Conditions right to get back to work
Ground conditions are coming right for land work again. The remainder of cereals and all the maize, beet, peas and oilseed rape should be sown as soon as possible.
At the risk of continually repeating the same message, assess each field for an economic return and be prepared to make the hard decisions where necessary.
Tillage farmers are neither a social service for land owners nor a cash cow for the industry at large. A margin has to be made from deploying their time, efforts and finances.
Almost all the spring barley crops sown in March are now up and at the one to two-leaf stage. Plant counts are as important this year as any other year. Judging by some plant counts, growers who planted barley crops at a lower seeding rate (less than 10 stone/ac) are now short of plants and these crops will struggle to meet their target yields.
At this stage, barleys should have around 250 plants/sqm or greater to achieve maximum yields. If crops are below this then early nitrogen and possibly an early application of a growth regulator will help to increase and maintain the tiller numbers.
This week, winter cereal growers will be flat out applying fertiliser and growth regulators to crops. Winter barley crops are anywhere from GS30 to first node. It's now too late to apply a growth regulator to aid tillering.
The main split of nitrogen should be applied to all barleys now. In most cases this will be the final application (nitrogen index 1 160kg/N/ha plus bonus yields, if available).
Disease levels in winter barley vary with levels of rhyncho from moderate to high.

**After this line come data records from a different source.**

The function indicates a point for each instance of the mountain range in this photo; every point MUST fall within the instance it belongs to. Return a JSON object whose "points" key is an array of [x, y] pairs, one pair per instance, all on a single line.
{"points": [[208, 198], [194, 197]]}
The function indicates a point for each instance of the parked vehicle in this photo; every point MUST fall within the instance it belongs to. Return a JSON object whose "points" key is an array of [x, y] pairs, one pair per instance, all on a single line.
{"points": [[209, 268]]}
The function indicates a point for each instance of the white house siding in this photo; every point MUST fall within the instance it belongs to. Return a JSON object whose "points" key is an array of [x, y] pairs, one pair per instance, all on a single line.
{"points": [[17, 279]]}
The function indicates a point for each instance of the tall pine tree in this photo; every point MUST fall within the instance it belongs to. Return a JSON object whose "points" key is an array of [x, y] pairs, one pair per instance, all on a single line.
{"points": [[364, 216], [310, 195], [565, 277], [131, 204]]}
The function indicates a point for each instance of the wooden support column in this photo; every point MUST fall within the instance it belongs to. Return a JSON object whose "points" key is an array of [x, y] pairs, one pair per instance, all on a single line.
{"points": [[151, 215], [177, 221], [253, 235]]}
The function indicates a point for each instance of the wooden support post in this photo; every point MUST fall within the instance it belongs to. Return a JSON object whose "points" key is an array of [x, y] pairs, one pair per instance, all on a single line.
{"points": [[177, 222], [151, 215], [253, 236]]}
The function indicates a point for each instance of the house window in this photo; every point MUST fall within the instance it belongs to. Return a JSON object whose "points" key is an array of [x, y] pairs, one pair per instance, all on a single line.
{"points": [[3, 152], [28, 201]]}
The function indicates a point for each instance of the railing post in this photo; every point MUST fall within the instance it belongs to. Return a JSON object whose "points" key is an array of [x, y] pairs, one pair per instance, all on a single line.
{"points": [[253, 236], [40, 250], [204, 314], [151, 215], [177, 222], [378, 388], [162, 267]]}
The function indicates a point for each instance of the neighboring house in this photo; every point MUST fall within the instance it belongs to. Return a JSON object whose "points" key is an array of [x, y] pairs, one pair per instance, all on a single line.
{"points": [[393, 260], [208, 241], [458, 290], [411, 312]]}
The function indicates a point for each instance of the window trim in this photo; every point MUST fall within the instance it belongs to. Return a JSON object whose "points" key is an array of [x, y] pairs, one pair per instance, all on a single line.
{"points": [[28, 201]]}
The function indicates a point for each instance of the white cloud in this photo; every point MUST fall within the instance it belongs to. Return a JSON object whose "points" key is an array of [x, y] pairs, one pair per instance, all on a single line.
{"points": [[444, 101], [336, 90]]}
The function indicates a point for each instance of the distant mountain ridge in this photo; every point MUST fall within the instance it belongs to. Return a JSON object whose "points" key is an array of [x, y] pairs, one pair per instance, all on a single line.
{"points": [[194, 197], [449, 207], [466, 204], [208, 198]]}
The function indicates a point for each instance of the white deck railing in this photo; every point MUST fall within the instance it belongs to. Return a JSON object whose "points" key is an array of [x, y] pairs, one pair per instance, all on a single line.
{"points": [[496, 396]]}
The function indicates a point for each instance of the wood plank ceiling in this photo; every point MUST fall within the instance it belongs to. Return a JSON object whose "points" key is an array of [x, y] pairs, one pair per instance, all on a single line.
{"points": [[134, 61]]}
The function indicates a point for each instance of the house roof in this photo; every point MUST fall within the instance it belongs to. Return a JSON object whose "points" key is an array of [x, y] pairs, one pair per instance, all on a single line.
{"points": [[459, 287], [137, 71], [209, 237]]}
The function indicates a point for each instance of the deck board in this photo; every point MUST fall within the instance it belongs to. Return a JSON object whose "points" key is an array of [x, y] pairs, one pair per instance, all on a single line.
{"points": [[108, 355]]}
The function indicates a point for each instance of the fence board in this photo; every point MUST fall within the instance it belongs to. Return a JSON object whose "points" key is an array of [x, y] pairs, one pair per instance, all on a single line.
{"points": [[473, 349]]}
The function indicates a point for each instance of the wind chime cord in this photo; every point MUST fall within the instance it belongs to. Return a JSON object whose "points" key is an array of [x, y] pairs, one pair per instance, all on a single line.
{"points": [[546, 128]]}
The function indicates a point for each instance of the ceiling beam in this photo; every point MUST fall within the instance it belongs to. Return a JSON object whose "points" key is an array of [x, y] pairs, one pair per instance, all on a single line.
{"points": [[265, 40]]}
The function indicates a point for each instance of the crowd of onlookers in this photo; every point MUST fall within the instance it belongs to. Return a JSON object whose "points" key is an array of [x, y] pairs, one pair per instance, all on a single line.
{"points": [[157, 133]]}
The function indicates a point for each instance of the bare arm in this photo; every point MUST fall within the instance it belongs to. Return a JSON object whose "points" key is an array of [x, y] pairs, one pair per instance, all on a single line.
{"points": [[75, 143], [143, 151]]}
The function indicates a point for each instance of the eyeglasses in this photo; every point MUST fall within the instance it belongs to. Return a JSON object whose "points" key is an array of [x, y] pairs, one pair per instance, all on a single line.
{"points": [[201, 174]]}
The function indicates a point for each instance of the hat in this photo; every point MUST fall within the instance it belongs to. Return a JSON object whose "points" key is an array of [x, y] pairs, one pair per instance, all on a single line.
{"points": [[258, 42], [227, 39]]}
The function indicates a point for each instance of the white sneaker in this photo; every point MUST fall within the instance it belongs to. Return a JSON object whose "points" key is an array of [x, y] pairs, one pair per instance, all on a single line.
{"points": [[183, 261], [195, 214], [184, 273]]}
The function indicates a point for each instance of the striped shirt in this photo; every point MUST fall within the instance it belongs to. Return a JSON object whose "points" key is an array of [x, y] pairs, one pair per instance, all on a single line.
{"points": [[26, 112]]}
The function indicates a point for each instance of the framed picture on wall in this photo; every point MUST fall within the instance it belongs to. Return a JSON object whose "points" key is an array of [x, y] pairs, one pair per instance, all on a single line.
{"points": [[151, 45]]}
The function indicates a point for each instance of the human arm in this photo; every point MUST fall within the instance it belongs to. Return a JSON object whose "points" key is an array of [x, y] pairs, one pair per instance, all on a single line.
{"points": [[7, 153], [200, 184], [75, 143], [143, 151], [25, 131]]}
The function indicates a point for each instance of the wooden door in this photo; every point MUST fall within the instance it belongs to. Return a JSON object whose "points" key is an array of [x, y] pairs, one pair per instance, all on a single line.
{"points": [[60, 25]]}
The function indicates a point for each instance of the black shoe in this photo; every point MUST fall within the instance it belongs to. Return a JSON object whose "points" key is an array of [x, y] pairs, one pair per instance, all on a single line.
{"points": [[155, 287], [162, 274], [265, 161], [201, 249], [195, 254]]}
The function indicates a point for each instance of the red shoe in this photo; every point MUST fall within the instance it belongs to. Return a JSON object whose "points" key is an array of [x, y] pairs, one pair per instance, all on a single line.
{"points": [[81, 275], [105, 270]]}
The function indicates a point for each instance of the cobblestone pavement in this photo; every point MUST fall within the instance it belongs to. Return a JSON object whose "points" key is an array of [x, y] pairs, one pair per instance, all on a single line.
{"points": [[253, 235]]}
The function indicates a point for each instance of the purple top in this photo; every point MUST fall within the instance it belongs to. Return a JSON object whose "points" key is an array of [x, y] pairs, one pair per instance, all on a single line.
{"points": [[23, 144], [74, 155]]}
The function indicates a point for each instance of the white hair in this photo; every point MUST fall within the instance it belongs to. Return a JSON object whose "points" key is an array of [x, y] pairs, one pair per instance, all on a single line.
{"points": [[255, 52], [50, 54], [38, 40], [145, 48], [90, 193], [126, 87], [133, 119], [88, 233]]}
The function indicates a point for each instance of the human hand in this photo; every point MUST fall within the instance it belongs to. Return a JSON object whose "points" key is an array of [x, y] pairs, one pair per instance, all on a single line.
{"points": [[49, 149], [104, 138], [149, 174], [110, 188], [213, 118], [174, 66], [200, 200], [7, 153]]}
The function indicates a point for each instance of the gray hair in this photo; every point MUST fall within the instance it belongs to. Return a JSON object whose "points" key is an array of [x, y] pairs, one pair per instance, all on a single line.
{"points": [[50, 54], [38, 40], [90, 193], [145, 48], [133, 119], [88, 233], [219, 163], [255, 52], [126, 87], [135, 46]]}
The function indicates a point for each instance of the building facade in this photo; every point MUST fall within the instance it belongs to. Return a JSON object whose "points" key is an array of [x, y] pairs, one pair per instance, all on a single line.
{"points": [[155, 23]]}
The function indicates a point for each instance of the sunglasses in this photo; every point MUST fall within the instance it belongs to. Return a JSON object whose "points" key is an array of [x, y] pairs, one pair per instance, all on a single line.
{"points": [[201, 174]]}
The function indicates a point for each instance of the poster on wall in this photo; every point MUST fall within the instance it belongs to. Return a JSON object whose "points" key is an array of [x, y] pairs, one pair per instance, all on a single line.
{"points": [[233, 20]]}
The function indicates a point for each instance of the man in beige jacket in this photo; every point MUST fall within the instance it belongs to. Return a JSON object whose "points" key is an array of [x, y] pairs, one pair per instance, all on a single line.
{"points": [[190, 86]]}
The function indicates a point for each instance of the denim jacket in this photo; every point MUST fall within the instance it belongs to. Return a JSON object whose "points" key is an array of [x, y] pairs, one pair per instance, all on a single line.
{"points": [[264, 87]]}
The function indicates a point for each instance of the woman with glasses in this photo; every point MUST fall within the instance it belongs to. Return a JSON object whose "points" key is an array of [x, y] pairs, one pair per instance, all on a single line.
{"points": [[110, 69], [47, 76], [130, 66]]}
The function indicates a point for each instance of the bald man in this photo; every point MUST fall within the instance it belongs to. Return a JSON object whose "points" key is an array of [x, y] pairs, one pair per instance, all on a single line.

Those who are employing a three-spray strategy (two good sprays with a small carryover in between) should also apply the first fungicide application this week. Consider fungicides such as Proline (priothioconazole) and epoxiconazole products. Trials have continually shown that the biggest payback from a winter barley fungicide programme is from the first application, so be prepared to apply an 80pc rate of the fungicide.